Running the Full Demo
The complete source code for the experiment is available at: https://github.com/Emmimal/rag-conflict-demo.
To run the demo:

pip install -r requirements.txt
python rag_conflict_demo.py
Options include --quiet to suppress model loading logs, --test to run unit tests without model downloads, and --no-color for plain terminal output. The demonstration relies on sentence-transformers>=2.7.0 (for all-MiniLM-L6-v2) and transformers>=4.40.0 (for deepset/minilm-uncased-squad2), both of which download automatically and cache locally, requiring no API keys or HuggingFace authentication. The terminal outputs presented in this article are unmodified results from a local Windows machine running Python 3.9+ in a virtual environment, fully reproducible by any reader.
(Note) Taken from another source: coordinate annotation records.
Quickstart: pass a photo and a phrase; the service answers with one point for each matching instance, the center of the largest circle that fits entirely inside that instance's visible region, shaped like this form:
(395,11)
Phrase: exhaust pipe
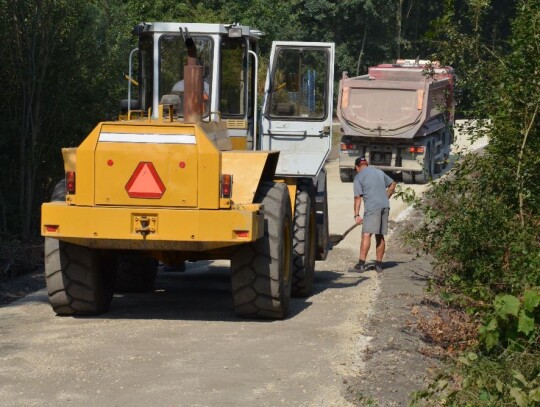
(193,83)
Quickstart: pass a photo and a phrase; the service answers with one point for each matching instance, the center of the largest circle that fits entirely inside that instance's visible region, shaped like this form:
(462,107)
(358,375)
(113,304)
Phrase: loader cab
(227,55)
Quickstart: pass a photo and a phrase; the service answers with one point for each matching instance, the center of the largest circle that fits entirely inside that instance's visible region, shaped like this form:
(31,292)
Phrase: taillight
(70,182)
(226,185)
(416,149)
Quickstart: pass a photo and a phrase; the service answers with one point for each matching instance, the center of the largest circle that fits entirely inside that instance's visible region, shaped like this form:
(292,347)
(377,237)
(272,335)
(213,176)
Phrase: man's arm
(390,190)
(357,206)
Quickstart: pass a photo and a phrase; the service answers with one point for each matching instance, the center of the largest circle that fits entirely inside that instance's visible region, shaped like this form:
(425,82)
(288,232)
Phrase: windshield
(173,58)
(298,85)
The Broader Implications for AI Trust
The prevailing perception is that the retrieval problem in RAG systems is largely solved, with vector search being fast, accurate, and well-understood after years of optimization. However, this experiment reveals that the context-assembly problem remains largely unsolved and, critically, unmeasured. The gap between retrieving "correct documents" and producing a "correct answer" is significant, common, and generates confidently wrong answers without any overt signal of malfunction.
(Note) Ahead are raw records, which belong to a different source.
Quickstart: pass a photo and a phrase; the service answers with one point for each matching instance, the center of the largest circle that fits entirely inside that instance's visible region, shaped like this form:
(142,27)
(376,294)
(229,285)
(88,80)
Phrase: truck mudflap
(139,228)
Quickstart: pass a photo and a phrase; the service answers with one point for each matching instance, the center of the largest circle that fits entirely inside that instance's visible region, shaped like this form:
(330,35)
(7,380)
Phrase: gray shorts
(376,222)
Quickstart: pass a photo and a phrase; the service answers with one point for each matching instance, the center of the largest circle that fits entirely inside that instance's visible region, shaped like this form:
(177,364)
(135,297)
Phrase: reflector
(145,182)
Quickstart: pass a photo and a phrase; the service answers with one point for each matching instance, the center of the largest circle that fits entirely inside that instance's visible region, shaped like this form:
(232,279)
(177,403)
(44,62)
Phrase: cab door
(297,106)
The proposed solution does not demand larger, more complex models, entirely new architectures, or extensive retraining. It requires a single, additional pipeline stage that leverages existing embeddings, incurring virtually zero marginal latency. This simple, efficient architectural enhancement, demonstrated to run in about thirty seconds on a standard laptop, can profoundly impact the trustworthiness and accuracy of RAG systems. The fundamental question for any organization deploying RAG is whether their production system includes an equivalent conflict resolution layer—and if not, the extent of the silent, confident inaccuracies it is currently producing. The integrity of AI-powered information relies on addressing this critical oversight.